Having recently started a podcast with Jeff Rosenstock, this week's cover is rather fitting. Here with his take on Bomb The Music Industry's 'Hurricane Waves' is, Fake Problems' own, Chris Farren. As well as a cover we discuss getting older, the way music can affect perceptions of lyrics, future collaborations and life's most important question... - Barlow
Hi Chris! A Bomb The Music Industry cover, who would've thunk it?! You've picked a pretty apt cover this week what with your new podcast with Jeff Rosenstock starting. Did that play into your choice this week?
YES. I just spent 8 days in New York, living at Jeff's apartment, making secret music and starting a LOST podcast.

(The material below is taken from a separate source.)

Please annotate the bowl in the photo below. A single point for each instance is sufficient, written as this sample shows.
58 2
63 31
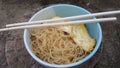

Have you told him about it yet or is this a bit of a surprise?
All my dang covers are surprises! It's more scary covering friends because obviously I want them to like it and not think I did something gross to one of their songs.
You and Jeff go way back. Have you thought of collaborating on something that isn't a LOST podcast?
Jeff is the best and probably the most creative and talented person I know - he's played horns and keys for a few Fake Problems shows, and we just completed making something together that will be revealed to the world very soon. I'm not trying to be like dumb secret guy but I just want to make sure it all gets done before I go blabbing about it.
Your take on 'Hurricane Waves' is a lot more abstract and chilled out than the original. That sort of plays into the tongue in cheek lyrics and actually makes them sound more sincere and introspective. This is a little out there, but do you think music can act almost like a dialect or inflection?
Great question Anthony! I do think the tone of a song can move the listener to hear the lyrics in a certain light, for sure. This song can be kind of an example of that, and that Jenny Owen Youngs cover I did as well - both originals of that song and Hurricane Waves have a kind of confidence to them, and in the covers the lyrics seem more depressing in a way. Run on sentence!
'Hurricane Waves' is a song about getting older. Is that something you worry about?
Not really, no. I mean, I don't really want to die but I am unconcerned with aging. I'm excited to be 30 in a few years. 30 is totally gonna be "my year", man.
Should ska stay dead, yes or no?
Although in many cases very lame, there is something so unabashedly enthusiastic, a sort of raw positivity, that comes across in lot of ska music. You can't really knock that.